Thursday, December 20, 2018

The wrap - Oxford United 2 Blackpool 0


It was good to see Alex MacDonald back at the Kassam on Saturday. The little bowling ball in skinny jeans has cemented his legend in the club’s history and will always be welcomed back with open arms.

The 2016 promotion team, and its re-incarnation in 2017 as a League 1 team will always be the benchmark by which all subsequent teams will be measured, up until they are superseded. But, they set a high bar, so it’s going to be difficult to knock them off their perch. But, it’s easy to forget through the giant killings, promotions, derby wins, and Wembley visits the club didn’t win anything.

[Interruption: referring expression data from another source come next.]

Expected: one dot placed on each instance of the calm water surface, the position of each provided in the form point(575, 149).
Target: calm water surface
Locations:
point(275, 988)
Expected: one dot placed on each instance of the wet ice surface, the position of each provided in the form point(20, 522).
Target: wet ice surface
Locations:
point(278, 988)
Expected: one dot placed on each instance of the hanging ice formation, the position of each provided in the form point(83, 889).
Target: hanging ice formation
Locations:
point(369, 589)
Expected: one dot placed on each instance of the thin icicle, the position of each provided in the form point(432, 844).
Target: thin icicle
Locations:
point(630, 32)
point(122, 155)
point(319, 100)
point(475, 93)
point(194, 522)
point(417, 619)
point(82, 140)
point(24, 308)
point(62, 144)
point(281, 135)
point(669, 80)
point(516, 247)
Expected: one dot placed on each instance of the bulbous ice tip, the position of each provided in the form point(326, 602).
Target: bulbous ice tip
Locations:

As entertaining as it was, they fell just short. The margins were always close, their comeuppance pivoting around a few specific games; Northampton in 2016, Sheffield United and Bolton the following year; each team turned up with an unerring efficiency, cutting through our pretty football, taking one touch when we would take four, scoring lots of goals, not perfect goals.

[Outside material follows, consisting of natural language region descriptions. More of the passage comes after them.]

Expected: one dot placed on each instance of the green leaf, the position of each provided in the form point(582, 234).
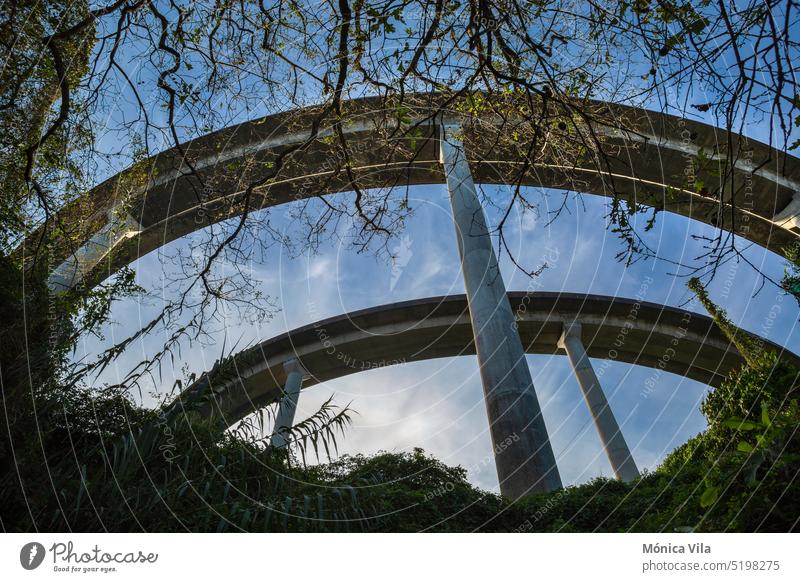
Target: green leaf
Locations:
point(740, 424)
point(765, 415)
point(709, 496)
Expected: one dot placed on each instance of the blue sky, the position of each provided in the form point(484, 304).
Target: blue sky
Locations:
point(438, 404)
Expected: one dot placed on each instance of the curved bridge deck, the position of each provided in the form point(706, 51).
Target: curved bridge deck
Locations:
point(647, 159)
point(618, 329)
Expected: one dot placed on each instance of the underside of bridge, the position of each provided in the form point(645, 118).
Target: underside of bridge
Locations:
point(640, 157)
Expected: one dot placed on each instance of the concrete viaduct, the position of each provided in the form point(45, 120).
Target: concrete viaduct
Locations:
point(664, 338)
point(650, 159)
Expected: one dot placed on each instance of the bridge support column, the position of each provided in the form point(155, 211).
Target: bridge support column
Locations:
point(610, 434)
point(288, 405)
point(523, 455)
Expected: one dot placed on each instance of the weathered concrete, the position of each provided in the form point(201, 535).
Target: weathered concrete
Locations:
point(523, 456)
point(287, 408)
point(615, 329)
point(619, 455)
point(161, 201)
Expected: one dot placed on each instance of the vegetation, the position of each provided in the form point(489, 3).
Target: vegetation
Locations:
point(78, 454)
point(113, 466)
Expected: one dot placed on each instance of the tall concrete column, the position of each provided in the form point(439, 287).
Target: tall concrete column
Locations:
point(613, 442)
point(523, 456)
point(288, 405)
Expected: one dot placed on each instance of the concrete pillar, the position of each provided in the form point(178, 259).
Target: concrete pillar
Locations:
point(288, 405)
point(613, 442)
point(523, 456)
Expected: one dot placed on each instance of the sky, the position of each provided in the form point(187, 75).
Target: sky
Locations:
point(438, 404)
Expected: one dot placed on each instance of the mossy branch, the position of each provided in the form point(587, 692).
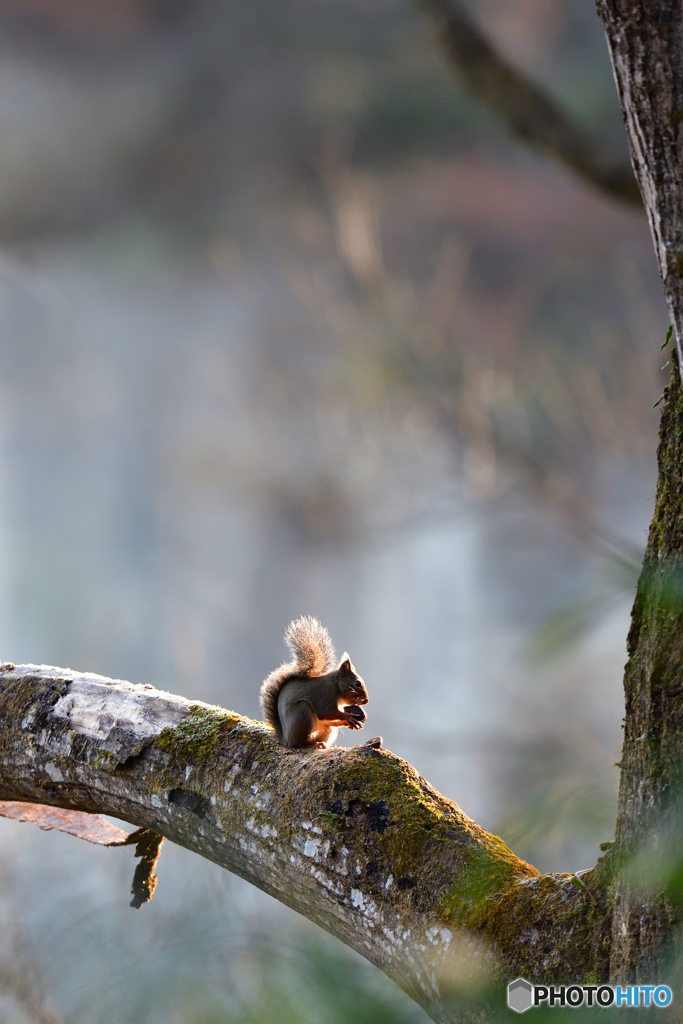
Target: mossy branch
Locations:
point(355, 840)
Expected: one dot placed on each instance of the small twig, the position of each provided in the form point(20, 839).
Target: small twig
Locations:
point(147, 848)
point(523, 104)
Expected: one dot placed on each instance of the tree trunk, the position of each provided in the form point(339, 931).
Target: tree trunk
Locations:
point(645, 39)
point(356, 840)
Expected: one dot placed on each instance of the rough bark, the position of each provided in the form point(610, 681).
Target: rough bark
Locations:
point(352, 839)
point(645, 39)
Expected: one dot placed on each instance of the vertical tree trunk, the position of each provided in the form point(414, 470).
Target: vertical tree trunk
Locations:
point(645, 39)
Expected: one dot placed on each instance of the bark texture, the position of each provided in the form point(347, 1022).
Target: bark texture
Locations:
point(645, 39)
point(355, 840)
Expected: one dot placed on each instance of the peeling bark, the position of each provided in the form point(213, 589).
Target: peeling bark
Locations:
point(355, 840)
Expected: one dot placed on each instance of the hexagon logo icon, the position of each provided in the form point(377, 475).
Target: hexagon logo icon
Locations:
point(520, 995)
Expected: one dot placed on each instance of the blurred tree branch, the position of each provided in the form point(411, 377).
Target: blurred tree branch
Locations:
point(522, 104)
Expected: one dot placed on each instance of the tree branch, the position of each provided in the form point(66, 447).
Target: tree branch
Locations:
point(355, 840)
point(522, 104)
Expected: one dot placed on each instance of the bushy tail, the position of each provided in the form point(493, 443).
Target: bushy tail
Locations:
point(311, 646)
point(313, 655)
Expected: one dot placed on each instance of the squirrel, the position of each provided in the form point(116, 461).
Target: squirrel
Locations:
point(301, 699)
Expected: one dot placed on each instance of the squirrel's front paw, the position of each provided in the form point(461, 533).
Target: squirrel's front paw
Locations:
point(353, 711)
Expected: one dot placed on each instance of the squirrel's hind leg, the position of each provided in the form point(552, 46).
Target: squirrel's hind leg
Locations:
point(298, 724)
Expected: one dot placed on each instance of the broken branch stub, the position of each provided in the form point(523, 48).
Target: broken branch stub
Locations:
point(355, 840)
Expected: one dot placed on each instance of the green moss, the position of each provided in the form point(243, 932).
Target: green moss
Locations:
point(200, 740)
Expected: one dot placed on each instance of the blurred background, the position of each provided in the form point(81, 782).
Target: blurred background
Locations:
point(291, 324)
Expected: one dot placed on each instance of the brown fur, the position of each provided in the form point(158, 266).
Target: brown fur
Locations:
point(308, 714)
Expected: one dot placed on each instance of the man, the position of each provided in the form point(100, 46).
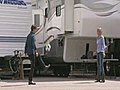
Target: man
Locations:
point(100, 56)
point(30, 50)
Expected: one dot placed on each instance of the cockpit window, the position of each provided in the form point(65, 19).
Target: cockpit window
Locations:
point(52, 4)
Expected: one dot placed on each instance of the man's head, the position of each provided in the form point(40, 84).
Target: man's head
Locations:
point(34, 29)
point(99, 31)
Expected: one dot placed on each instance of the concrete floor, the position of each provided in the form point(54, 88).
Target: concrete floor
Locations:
point(53, 83)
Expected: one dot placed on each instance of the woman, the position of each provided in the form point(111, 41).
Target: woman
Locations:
point(100, 56)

As Michael Appleton famously said, we were the best football team in League 2. What he didn’t say, to Chris Wilder’s chagrin, was that we weren’t the most successful. Like most arguments, the fall out came because each side were arguing from different starting points.

Saturday’s win over Blackpool showed shades of the unerring rugged efficiency that proved to be Appleton’s nemesis. A nemesis which seemed to be critical if you have ambitions for promotion.

There were two opponents, the hideous weather, which could have been enough to turn the game into a complete non-event, and Blackpool themselves, a perfectly competent team with reasonable aspirations for the play-offs.

Neither seemed to trouble us, the job was largely complete in the first half. Given our start to the season, promotion, or anything approaching it, would seem beyond the realms of what is reasonable. But, the seeds are there if we can maintain and build on that core strength.

Marcus Browne will eventually go back to West Ham and Curtis Nelson seems destined to leave at some point, but if we can bolster in January and build in the summer, then after a tumultuous opening to the season, we might actually start to realise our ambitions.

Critical to this is what I think caused our problems earlier this year; not the manager or players, but the owners and senior managers. The amount of money available seems less of an issue than the speed at which it is approved and released. Solve that issue and the sky is the limit.